Treasury says $27 billion in JobKeeper payments went to businesses whose turnover either increased or did not decline as much as required, but has dismissed calls to introduce a clawback mechanism and defended the scheme’s design.
- Treasury has defended its decision to advise the government to keep paying out JobKeeper after the first three months without imposing a test based on ‘actual’ turnover
- Its report suggests that a different design of the scheme would have cost jobs and delayed economic recovery
- Treasurer Josh Frydenberg says the scheme saved more than 700,000 jobs
To qualify for the $1,500 payment for the first six months, businesses with a turnover of less than $1 billion needed to forecast a 30 per cent decline in revenue in any single month or quarter of the six-month period.
Those with turnover above $1 billion needed to forecast a 50 per cent decline.
Treasury’s analysis confirms that through the three months to June last year, $11.4 billion went to businesses that did not suffer their forecast 30 per cent or 50 per cent drop in turnover.
Another $15.6 billion was paid out in the three months to September for firms not meeting the eligibility test.
Of the total $27 billion, $13.2 billion went to businesses whose fall in turnover was less than forecast in the first six months. Another $13.8 billion went to businesses that enjoyed higher than forecast turnovers. And $8.9 billion went to firms whose turnover increased in the period.
But Treasury said the bulk of those that got overpaid were not big businesses.
Its data shows the majority of these payments went businesses with revenue below $50 million — they accounted for $22.5 billion (83 per cent) of the payments to businesses that did not report the expected declines in turnover in both quarters, and $12.1 billion (88 per cent) of the payments to businesses with turnover increases.
JobKeeper kept getting paid to firms that were not seeing revenue dramatically fall
In its three-month review of JobKeeper, which was finalised in late June, Treasury continued to let companies test on expected, rather than actual, declines in revenue for the coming three-month period between July and September.
“It was understood that this risked making payments to businesses that recovered quickly and may not need support by the end of this period,” the Treasury report confirmed.
After September 2020, the JobKeeper payment was tapered down — to $1,200 fortnightly and again, in January, to $1,000 fortnightly — and the federal government required firms to show an actual decline in turnover to be eligible.
The scheme ended on March 28, 2021.
Treasury said a mechanism to claw back payments from businesses that performed better than expected was not introduced to avoid job losses.
“The introduction of such a mechanism would likely have reduced the overall level of activity and muted the recovery,” its report said.
“This judgement reflected the still heightened uncertainty surrounding both the pandemic and the economic recovery, the weak economic conditions at the time, and the role that JobKeeper was playing as part of the broader macroeconomic response.”
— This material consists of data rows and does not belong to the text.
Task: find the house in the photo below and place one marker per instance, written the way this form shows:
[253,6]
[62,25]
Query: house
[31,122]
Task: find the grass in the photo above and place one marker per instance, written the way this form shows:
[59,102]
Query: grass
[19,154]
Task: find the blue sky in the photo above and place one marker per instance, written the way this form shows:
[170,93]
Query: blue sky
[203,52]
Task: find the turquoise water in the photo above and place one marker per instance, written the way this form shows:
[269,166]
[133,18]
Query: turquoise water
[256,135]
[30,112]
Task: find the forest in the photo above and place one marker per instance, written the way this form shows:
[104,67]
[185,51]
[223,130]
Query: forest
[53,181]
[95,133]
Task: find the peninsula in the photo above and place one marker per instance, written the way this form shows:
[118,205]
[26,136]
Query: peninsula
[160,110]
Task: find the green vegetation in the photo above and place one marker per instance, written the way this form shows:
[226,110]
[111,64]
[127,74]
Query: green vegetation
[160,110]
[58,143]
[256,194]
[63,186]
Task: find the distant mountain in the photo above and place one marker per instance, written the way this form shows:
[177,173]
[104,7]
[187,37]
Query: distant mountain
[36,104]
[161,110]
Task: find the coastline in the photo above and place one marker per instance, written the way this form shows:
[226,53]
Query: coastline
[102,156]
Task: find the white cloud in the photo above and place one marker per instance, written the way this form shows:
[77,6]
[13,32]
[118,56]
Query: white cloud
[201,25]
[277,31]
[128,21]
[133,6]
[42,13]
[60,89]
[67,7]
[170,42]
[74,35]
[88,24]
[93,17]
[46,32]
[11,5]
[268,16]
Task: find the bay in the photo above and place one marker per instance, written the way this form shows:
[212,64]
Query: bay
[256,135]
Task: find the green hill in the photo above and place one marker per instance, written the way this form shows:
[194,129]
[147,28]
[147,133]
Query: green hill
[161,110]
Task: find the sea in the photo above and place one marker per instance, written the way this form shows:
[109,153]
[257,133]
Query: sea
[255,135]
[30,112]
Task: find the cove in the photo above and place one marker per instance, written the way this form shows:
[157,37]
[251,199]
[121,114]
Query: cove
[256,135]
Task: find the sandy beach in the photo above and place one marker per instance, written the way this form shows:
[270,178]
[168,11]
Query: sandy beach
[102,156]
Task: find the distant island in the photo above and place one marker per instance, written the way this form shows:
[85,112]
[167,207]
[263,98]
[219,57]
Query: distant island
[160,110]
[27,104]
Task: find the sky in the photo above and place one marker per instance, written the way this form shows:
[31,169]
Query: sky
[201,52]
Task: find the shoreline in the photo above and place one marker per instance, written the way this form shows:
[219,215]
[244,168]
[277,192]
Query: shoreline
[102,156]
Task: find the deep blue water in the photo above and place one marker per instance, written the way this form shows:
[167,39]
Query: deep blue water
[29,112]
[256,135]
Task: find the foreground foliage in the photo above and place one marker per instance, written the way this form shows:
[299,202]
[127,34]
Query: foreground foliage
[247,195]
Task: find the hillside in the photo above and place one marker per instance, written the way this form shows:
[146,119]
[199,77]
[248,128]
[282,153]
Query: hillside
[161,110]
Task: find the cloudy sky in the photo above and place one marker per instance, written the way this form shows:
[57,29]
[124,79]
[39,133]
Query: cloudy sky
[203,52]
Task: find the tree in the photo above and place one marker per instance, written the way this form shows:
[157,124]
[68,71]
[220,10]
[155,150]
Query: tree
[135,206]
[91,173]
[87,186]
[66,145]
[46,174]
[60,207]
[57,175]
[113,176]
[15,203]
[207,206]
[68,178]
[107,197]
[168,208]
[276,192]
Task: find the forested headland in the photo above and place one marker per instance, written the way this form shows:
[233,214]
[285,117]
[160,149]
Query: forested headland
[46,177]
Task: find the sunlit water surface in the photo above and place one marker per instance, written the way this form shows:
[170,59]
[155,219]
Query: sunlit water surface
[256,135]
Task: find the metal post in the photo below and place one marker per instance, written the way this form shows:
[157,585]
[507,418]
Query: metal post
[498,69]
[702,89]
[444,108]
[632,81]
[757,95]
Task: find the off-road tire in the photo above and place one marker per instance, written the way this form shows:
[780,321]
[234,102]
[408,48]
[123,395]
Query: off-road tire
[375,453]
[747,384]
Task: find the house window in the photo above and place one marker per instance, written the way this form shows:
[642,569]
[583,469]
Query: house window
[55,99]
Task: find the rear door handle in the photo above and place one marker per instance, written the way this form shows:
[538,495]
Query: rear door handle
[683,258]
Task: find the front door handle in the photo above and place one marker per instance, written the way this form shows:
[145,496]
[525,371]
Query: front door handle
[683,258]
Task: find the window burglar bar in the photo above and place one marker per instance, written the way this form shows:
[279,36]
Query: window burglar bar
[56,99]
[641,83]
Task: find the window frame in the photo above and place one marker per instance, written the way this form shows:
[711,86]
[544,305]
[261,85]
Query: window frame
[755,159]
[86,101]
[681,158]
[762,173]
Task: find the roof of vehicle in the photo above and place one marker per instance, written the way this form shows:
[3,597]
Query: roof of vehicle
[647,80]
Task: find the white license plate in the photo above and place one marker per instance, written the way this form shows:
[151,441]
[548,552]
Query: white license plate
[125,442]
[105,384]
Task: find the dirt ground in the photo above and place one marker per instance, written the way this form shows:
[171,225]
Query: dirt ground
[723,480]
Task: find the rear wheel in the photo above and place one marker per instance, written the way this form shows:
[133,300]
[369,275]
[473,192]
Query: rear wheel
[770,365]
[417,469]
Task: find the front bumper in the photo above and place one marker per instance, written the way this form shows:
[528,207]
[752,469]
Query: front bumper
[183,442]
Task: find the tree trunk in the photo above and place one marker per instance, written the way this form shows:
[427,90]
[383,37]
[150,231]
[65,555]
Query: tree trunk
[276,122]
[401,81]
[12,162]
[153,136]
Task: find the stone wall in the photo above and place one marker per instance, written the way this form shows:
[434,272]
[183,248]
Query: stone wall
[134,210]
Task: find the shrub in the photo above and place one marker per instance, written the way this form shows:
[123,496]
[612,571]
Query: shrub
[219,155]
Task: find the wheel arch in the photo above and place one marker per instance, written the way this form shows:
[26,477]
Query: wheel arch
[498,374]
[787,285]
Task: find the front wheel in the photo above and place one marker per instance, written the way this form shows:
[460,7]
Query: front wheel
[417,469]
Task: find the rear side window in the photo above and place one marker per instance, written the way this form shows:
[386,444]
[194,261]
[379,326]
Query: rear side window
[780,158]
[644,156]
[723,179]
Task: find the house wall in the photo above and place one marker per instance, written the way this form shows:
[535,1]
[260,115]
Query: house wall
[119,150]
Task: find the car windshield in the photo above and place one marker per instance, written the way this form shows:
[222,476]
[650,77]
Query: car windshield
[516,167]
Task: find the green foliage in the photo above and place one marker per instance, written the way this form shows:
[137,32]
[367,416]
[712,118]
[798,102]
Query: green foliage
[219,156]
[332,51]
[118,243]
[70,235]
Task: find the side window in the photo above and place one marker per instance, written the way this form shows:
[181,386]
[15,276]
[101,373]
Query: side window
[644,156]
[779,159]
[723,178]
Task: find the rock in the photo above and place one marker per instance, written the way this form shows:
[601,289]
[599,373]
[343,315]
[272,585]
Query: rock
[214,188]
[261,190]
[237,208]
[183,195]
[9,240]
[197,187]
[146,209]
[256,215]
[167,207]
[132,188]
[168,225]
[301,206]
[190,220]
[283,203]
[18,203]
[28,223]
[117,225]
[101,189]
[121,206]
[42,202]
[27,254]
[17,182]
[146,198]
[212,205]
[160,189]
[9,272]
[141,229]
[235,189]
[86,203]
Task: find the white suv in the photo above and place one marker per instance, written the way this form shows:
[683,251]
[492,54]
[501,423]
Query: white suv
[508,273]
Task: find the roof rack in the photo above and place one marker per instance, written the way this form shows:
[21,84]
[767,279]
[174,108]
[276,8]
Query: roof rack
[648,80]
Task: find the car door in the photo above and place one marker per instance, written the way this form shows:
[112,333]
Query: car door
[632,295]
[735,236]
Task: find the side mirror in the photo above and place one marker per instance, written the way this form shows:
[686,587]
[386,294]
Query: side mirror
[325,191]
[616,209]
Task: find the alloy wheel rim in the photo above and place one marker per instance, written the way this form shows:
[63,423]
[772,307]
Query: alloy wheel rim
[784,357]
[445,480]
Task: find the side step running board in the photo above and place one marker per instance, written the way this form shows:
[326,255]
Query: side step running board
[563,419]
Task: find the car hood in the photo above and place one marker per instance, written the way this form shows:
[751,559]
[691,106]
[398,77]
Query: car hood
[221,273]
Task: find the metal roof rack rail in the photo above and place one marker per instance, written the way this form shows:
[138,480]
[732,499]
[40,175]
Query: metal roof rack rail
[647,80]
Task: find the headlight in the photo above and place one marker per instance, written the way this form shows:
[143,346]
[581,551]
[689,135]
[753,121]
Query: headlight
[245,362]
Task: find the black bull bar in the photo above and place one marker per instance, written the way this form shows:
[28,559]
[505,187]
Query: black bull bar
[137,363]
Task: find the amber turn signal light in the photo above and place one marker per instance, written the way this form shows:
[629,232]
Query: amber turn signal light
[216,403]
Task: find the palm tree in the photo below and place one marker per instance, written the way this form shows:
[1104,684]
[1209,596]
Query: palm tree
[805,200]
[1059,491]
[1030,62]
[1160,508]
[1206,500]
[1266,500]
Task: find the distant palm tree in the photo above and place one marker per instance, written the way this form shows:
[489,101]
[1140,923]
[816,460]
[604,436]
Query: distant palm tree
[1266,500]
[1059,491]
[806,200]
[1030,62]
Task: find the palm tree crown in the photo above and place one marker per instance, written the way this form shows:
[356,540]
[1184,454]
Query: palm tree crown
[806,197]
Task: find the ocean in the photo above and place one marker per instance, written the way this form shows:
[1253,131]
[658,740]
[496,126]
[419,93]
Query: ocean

Firms with more than $250m turnover got 11 per cent of payments
Treasury said that large businesses with a turnover of more than $250 million made up 0.2 per cent of JobKeeper entities and received around 11 per cent of payments.
But 99 per cent of entities receiving JobKeeper had a turnover of less than $50 million or were not-for-profits, and over 80 per cent of JobKeeper payments went to these entities.
“These groups were particularly vulnerable to the impact of health restrictions because of their limited ability to weather economic shocks,” the report said.
It said by May 2020 it was estimated that about 12 per cent of JobKeeper recipients – roughly 375,000 workers – had been stood down from their job and were only receiving JobKeeper payments.
From June to September 2020, an average of about 260,000 stood-down workers were only receiving payments due to JobKeeper each month.
“In the first six months of the program, JobKeeper went disproportionately to more productive businesses, particularly ones that were financially fragile and that may have had difficulty surviving a period of reduced revenue during restrictions,” the report said.
“This helped prevent longer-term scarring by preserving important business-specific capital, knowledge and relationships.
“Some businesses did not have large declines in their turnover in the first six months of the program when compared with a year earlier.”
Unemployment rate would have been higher without JobKeeper
Treasurer Josh Frydenberg said that without the government’s significant fiscal support, including JobKeeper, Treasury had estimated that the unemployment rate would have peaked at least 5 percentage points higher, and remained above 12 per cent for two years.
“JobKeeper enabled the Australian economy to rebound strongly, saving more than 700,000 jobs,” Mr Frydenberg said.
“By March 2021, Australia had surpassed its pre-COVID levels of GDP and employment, a better outcome than all major advanced economies.”
“JobKeeper was specifically designed, not as a furlough scheme, but as one that enabled businesses to adapt and stay open.
“It was this feature, combined with the six-month guaranteed support and the absence of a clawback mechanism that allowed JobKeeper to not only save jobs, but to create them.”